Según se infiere, contra este último proveído el extremo demandado no interpuso recurso alguno. 3. De lo anotado en precedencia, delanteramente se impone la confirmación del fallo constitucional de primera instancia, como quiera que la peticionaria no agotó al interior del proceso de restitución los medios ordinarios de defensa en procura de salvaguardar sus intereses.

Al efecto, ha de verse que aun cuando contó con la oportunidad propicia para ello mediante la contestación de la demanda con oposición de las pretensiones del demandante, ninguna actividad desplegó en ese sentido, generándose de esa manera el proferimiento de la sentencia que declaró la terminación del contrato de arrendamiento y la consecuente restitución del bien.

Dicho de otro modo, en el término para contestar la demanda la hoy accionante hubiera podido alegar ante el juez natural del proceso lo concerniente a la aludida falta de legitimación por activa, sin embargo, como ya se dijo, ninguna protesta exteriorizó en torno a dicha temática, incuria que mal puede tratar de remediar acudiendo a la acción de tutela debido a su carácter estrictamente residual y subsidiario que impide su ejercicio para tratar de rescatar oportunidades precluidas o términos fenecidos.

Sabido es que para acudir a esta vía excepcional es menester que el interesado, por regla general, haya agotado en el respectivo proceso judicial todos los mecanismos ordinarios de defensa a su alcance, o que se establezca que a pesar de haberlos ejercido, ya no procede ninguno, evento que eventualmente abriría paso a la tutela de estar comprometido algún derecho de linaje fundamental.

Adicionalmente, se anota que la allá demandada tampoco reclamó frente al auto de 29 de marzo de 2011, mediante el cual el juzgado no atendió la petición de nulidad propuesta, en razón al incumplimiento de la carga procesal prevista en el numeral 2º del parágrafo 2º del artículo 424 del Código de Procedimiento Civil; luego, no es procedente en esta sede escrutar tal decisión cuando la interesada dejó precluir el término de ley para impugnarla. 4.

En ese contexto, se confirmará el fallo de primera instancia.

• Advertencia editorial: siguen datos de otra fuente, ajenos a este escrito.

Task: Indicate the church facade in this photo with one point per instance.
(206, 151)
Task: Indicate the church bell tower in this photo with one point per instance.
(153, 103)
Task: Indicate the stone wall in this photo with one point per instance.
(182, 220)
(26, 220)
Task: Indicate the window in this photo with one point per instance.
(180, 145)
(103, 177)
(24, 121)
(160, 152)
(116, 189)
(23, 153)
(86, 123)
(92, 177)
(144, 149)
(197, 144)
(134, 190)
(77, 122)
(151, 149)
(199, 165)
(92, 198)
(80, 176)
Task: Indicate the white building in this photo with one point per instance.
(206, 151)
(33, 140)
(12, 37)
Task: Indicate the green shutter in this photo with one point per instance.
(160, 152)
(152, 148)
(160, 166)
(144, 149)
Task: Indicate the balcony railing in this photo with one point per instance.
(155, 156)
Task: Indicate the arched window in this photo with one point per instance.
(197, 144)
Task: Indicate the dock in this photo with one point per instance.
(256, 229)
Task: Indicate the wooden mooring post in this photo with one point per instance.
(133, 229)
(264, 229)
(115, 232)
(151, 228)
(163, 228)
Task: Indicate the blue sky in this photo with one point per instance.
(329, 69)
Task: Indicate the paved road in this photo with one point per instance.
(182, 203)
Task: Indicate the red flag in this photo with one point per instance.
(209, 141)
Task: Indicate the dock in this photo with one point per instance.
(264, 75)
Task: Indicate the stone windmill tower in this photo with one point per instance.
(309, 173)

DECISIÓN Con fundamento en lo expuesto, la Corte Suprema de Justicia, Sala de Casación Civil, administrando Justicia en nombre de la República y por autoridad de la Ley, CONFIRMA el fallo de primera instancia. Comuníquese mediante telegrama a los interesados y remítase el expediente a la Corte Constitucional para su eventual revisión. EDGARDO VILLAMIL PORTILLA JAIME ALBERTO ARRUBLA PAUCAR RUTH MARINA DIAZ RUEDA FERNANDO GIRALDO GUTIERREZ PEDRO OCTAVIO MUNAR CADENA WILLIAM NAMÉN VARGAS ARTURO SOLARTE RODRÍGUEZ PAGE 7 WNV.